Bob and Diane Santy, my uncle and aunt, have visited a variety of gorgeous destinations in the western United States, including California’s Laguna Beach and Utah’s Zion National Park. The Santys are not just seasoned travelers, though— they are financial gurus whose savvy for saving lets them return home from their trips relaxed, refreshed and debt-free. Follow the Santys’ budget hacks to have a fantastic vacation without breaking the bank.
Make A Plan
The key to a successful getaway is planning it out in advance. For the Santys, this means picking their vacation dates several months prior to their departure and coming up with an estimated cost for the trip. Bob suggested that travelers divide the total projected cost of their vacation by the number of months until they leave to know how much money to set aside each month into a depository known as a sinking fund. He advised vacationers to research their desired destinations and find the lodging and attractions that work best for their budget.
Once travelers know what they will be spending money on, Bob recommended making a spreadsheet with several categories: Food, Gasoline, Lodging and Entertainment. Then, budget in estimated expenses for each. He emphasized the importance of planning for unforeseen expenses—in the unfortunate event that the axle breaks on your car, you want to have money set aside to take care of it.
“Even though it sounds restrictive, it still allows you to plan for spontaneity,” Bob said. “It comes down to helping you not come home in a financial bind. It’s not an oppressive thing—it’s freedom.”
Planning your first camping trip can be daunting because of the sheer amount of necessary camping gear, including: a tent, cooler and sleeping bags. The Santys explained, however, that equipment can be easy to come by if friends and family let you borrow some of their items for free. You should not have trouble finding what you need since, as Bob said, “People who camp love to get other people hooked on camping.”
Diane said that when she and Bob started camping, they stayed in a tent. After a few years, they bought a popup trailer; they now stay in cabins while on road trips. Even though your preferred mode of camping may change over the years, you can reuse the same basic paraphernalia every trip.

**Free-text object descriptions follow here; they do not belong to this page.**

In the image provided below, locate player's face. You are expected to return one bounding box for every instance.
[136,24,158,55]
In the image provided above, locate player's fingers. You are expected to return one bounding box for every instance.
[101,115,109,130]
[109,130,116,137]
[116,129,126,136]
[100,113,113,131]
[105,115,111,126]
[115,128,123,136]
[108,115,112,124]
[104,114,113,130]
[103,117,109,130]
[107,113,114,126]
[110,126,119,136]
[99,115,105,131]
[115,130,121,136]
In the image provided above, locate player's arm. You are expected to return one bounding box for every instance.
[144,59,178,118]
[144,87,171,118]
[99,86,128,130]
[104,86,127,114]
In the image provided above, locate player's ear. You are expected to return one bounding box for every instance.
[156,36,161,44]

“Work your way up to whatever level of camping comfort you’re looking for,” Bob said. “Start tenting on the ground, then get the air mattress. Start at Big Five, that’s inexpensive stuff that will get you through. Once you have the equipment—a stove, hiking shoes, a lantern—you can reuse it for years. You accumulate a pretty good stash.”
Don’t Do Debt
The Santys cautioned that if you fail to budget properly, you run the risk of charging your whole trip to your credit card—which is fine, Diane said, until you get the bill at the end of the month. Bob warned that the joy you experience on your blissful vacation evaporates when it sinks in that you spent thousands of dollars on a couple weeks in the woods and have nothing to show for your time except mounting debt.
“You’re not just paying for the trip, you’re paying for the trip with interest,” Bob said. “Now it’s more expensive, so it’s keeping you from saving for the next thing. Debt is a burden you shouldn’t have to carry.”

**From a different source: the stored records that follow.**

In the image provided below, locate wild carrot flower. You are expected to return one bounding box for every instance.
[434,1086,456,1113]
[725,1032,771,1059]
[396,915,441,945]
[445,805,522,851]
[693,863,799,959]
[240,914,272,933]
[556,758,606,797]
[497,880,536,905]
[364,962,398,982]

The Best Things Are Free (Or Really Cheap)
As you plan your budget, keep in mind the abundance of activities that forge lasting bonds and create unforgettable memories without costing a dime. The Santys have had unexpectedly deep conversations around the campfire that add new dimensions to their relationships with family and friends. After they return home, the Santys always make a video of their vacation to document the experience, which they watch periodically to preserve the memory of their trip and get excited for the next one.

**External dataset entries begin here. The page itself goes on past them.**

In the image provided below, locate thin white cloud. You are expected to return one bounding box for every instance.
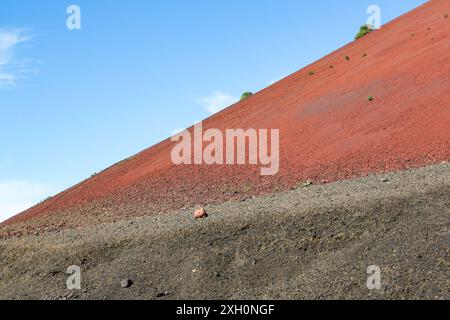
[0,29,32,88]
[171,120,201,137]
[195,90,238,114]
[0,181,58,223]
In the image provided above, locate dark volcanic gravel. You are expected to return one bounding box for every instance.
[0,163,448,300]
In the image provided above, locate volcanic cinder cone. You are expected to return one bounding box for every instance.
[4,0,450,227]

Ultimately, managing your money comes down to small, intentional choices. Whether you use your Costco membership card to save $1 per gallon of gas when you fill up the tank or snack on homemade trail mix instead of fast food, little decisions add up to save you big bucks.
“You don’t have to make six figures to go on vacation,” Diane said. “Finding a great trail to hike on is free. Packing a picnic and spending the day at the beach doesn’t cost you anything. And pack a cooler with your own drinks and waters—you don’t have to stop every 50 miles while driving to get another coffee!”
Even though the idea of budgeting can sound stressful, it ultimately gives you the freedom to decide when, where and how to spend your funds so you can come back from your vacation debt-free. As author John Maxwell put it, “Budgeting is telling your money where to go instead of wondering where it went.”